# Books on Covenant Theology



## johnny_redeemed (Jul 28, 2004)

Do you guys/gals know of any books that support covenant theology that are not huge (i.e. 800 pages)??

thank you for your help. you all are a huge blessing in my life and a huge help in my walk with Christ.


----------



## fredtgreco (Jul 28, 2004)

O. Palmer Robertson's [u:e4cdd87e1c]Christ of the Covenants[/u:e4cdd87e1c]

Fisher's [u:e4cdd87e1c]Marrow of Modern Divinity[/u:e4cdd87e1c]


----------



## C. Matthew McMahon (Jul 28, 2004)

Even Shorter: 

A Simplistic Overview of Covenant Theology

Also check out the outline that Joel Beeke did on Witsius' work.

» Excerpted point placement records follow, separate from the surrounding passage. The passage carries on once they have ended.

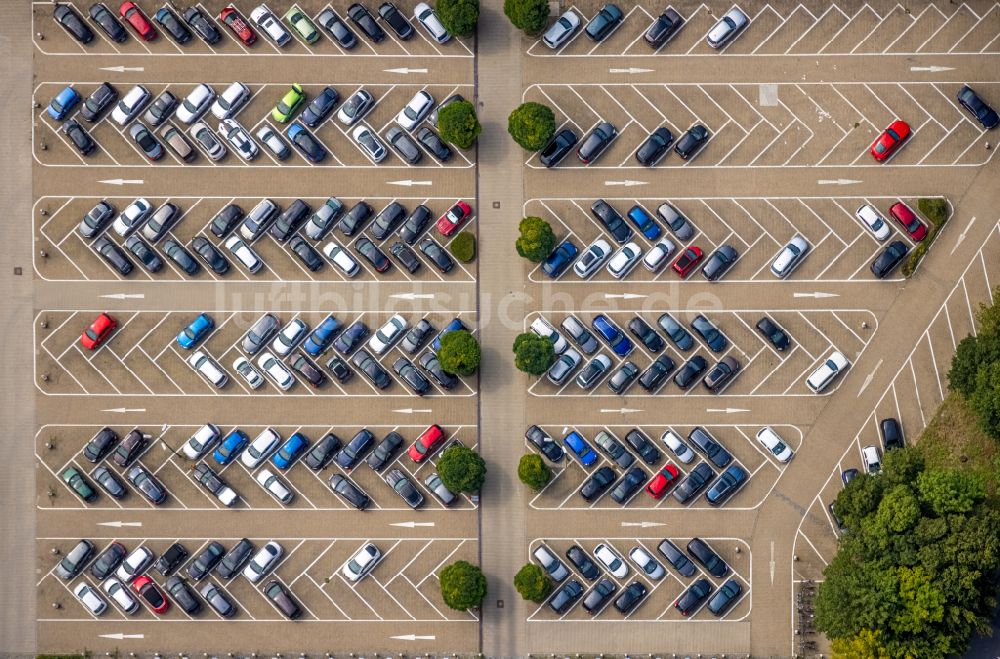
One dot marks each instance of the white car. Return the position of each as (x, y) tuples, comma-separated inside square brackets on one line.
[(658, 255), (195, 104), (260, 448), (276, 370), (677, 446), (244, 254), (387, 335), (626, 258), (132, 217), (544, 329), (419, 107), (341, 258), (201, 441), (239, 139), (361, 563), (614, 563), (872, 220), (119, 593), (828, 371), (646, 563), (275, 486), (231, 100), (209, 369), (771, 441), (90, 599), (253, 377), (134, 564), (592, 258), (130, 105), (270, 25), (263, 561), (431, 22), (289, 337)]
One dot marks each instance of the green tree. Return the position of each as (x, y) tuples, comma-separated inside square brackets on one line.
[(527, 15), (463, 585), (531, 125), (537, 240), (458, 124), (460, 353), (461, 469), (533, 354), (533, 471), (459, 17), (532, 583)]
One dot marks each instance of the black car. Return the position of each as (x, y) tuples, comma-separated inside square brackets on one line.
[(235, 558), (114, 255), (372, 254), (691, 141), (579, 558), (433, 143), (631, 483), (171, 559), (598, 483), (71, 21), (612, 221), (719, 263), (692, 484), (385, 451), (293, 217), (391, 15), (366, 22), (595, 143), (646, 334), (889, 258), (101, 15), (100, 100), (210, 254), (355, 218), (387, 220), (708, 445), (100, 445), (80, 138), (541, 439), (705, 555), (776, 336), (663, 28), (656, 146), (558, 148)]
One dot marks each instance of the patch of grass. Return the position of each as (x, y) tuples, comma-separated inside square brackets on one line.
[(953, 440)]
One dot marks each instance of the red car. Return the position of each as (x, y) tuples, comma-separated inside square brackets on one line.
[(688, 261), (98, 331), (150, 592), (450, 221), (238, 25), (909, 220), (890, 139), (424, 444), (663, 481)]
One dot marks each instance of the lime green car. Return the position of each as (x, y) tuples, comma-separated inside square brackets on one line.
[(289, 104), (301, 23)]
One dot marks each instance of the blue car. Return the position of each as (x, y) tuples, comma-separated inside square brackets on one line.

It is a concise book running about 80-90 pages. "An Analysis of Witsius' Economy of the Covenants Between God and Man". Very helpful.

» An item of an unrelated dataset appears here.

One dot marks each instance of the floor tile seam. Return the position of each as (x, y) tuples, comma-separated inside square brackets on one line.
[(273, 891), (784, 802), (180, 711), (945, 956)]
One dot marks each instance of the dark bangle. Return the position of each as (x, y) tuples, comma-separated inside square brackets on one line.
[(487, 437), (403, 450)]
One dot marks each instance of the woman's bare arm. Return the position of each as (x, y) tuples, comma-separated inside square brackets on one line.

Also check this page for lots of articles:

Covenant Theology and Infant Baptism


----------



## johnny_redeemed (Aug 2, 2004)

thank you guys for your help. 

what do you guys this of "Wrongly Dividing the Word of Truth A Critique of Dispensationalism"?


----------



## Ranger (Aug 3, 2004)

It's a good book, but it is more a shredding of dispensationalism than an explanation of CT. I like "Christ of the Covenants."


----------



## johnny_redeemed (Aug 4, 2004)

does it really "shredd" dispensationalism?


----------



## ReformedWretch (Aug 4, 2004)

http://www.mountzion.org/text/marrow/marrow.html

The MArrow book is online


----------



## fredtgreco (Aug 4, 2004)

Somewhat. A much better book, in my opinion, is Crenshaw and Gunn's "Dispensationalism, Yesterday, Today and Tomorrow"

Poythress' "Understanding Dispensationalists is good too.


----------